Published on 23 January 2012
TWI were asked by the NHS to develop three product areas, each of which has been devised to improve the lives of both patient and health professionals.
The new potential products identified for development were; an intelligent mattress, a carry chair and a device to splint a fractured neck of femur. The NHS National Innovation Centre (NIC) is now working with TWI Ltd in project managing the development, and has allocated funds to develop these products.
Ambulance intelligent mattress
Following on from the D2 Develop a Solution workshop at the ExCel Centre London last summer deeper due diligence by the NIC found that there was an organisation which had a product which partly fulfilled the requirement specification identified at the D1 Define the Need stage by the ambulance service.
As a result of this further work is being undertaken to review the capabilities of the product and engage with paramedics from the South West Ambulance Service Trust (SWAST) to develop the product to meet the desired requirements. There is also a separate programme of work funded by the NIC to complete a review of the business case for this product.

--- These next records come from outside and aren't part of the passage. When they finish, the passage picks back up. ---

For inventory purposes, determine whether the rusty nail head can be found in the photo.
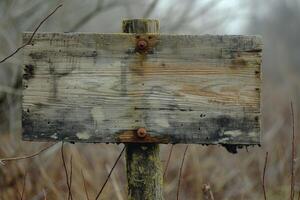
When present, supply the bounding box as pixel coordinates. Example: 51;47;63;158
137;40;148;50
136;128;147;138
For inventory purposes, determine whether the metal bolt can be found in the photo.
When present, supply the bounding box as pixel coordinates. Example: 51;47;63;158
136;128;147;138
137;40;148;51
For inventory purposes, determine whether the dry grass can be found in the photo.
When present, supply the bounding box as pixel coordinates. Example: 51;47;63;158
0;110;300;200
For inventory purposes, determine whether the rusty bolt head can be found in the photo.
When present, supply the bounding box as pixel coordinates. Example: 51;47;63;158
137;40;148;51
136;128;147;138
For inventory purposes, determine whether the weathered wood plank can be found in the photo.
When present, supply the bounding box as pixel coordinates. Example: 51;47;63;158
23;33;262;144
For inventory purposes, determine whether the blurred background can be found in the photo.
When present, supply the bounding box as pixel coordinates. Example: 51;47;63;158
0;0;300;200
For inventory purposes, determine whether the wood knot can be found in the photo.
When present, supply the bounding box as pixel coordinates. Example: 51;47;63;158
136;128;147;138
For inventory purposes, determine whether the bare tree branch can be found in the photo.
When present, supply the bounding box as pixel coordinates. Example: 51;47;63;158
0;4;62;63
95;147;125;200
202;184;215;200
177;145;189;200
68;155;73;199
81;169;90;200
61;141;73;200
262;152;268;200
20;172;27;200
0;143;56;165
163;144;174;179
290;102;295;200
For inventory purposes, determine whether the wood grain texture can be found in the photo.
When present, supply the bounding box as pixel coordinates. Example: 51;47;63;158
22;33;262;144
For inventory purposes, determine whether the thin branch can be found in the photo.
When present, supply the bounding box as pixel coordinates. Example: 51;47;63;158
291;102;295;200
163;144;174;179
0;4;62;63
262;152;269;200
177;145;189;200
0;143;56;165
20;172;27;200
43;189;47;200
60;141;73;199
202;184;215;200
68;156;73;199
81;169;90;200
95;147;125;200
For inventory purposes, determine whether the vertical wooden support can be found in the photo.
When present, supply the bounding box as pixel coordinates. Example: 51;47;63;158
122;19;163;200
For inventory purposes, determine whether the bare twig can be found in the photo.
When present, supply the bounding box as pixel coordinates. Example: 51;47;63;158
163;144;174;179
61;141;73;199
262;152;268;200
0;4;62;63
95;147;125;200
0;143;56;165
202;184;215;200
177;145;189;200
81;169;90;200
20;172;27;200
291;102;295;200
43;189;47;200
68;156;73;199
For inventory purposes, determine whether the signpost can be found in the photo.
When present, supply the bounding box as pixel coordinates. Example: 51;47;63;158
23;19;262;199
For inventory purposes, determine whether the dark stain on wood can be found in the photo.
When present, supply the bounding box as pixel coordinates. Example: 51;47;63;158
23;64;34;80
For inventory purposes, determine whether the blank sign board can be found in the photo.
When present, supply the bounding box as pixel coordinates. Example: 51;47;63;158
22;33;262;145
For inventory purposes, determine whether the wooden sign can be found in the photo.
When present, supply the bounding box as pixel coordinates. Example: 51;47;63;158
23;33;262;144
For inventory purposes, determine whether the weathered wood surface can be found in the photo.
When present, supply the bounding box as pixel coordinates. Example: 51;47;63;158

The NIC has also funded another organisation, through a development award grant to address primarily the weighing function of an intelligent mattress and the delivery of a successful working prototype is imminent.
Ambulance carry chair
Development award grants were awarded to two collaborative groups to develop an ambulance carry chair. Both are working closely with the paramedics who were part of the D1 and D2 process and both collaboratives have conducted reviews of the current carry chair. With the paramedics support, the groups are beginning to design and develop new concepts based upon the requirements drawn up in the workshops. Both of these groups are expected to deliver prototypes imminently.
Device to splint a fractured neck of femur
Two collaborative groups were awarded NIC funding to develop this device. They have both been working closely with paramedics who were part of the D1 and D2 process. Through reviews and discussion about the current procedures it became apparent that orthopaedic surgeons needed to be consulted to enable designers to understand the clinical drivers for stabilising this fracture, and how they should be transferred to the hospital. Both of these groups have delivered prototypes. Clinical trials are currently underway to refine the present designs.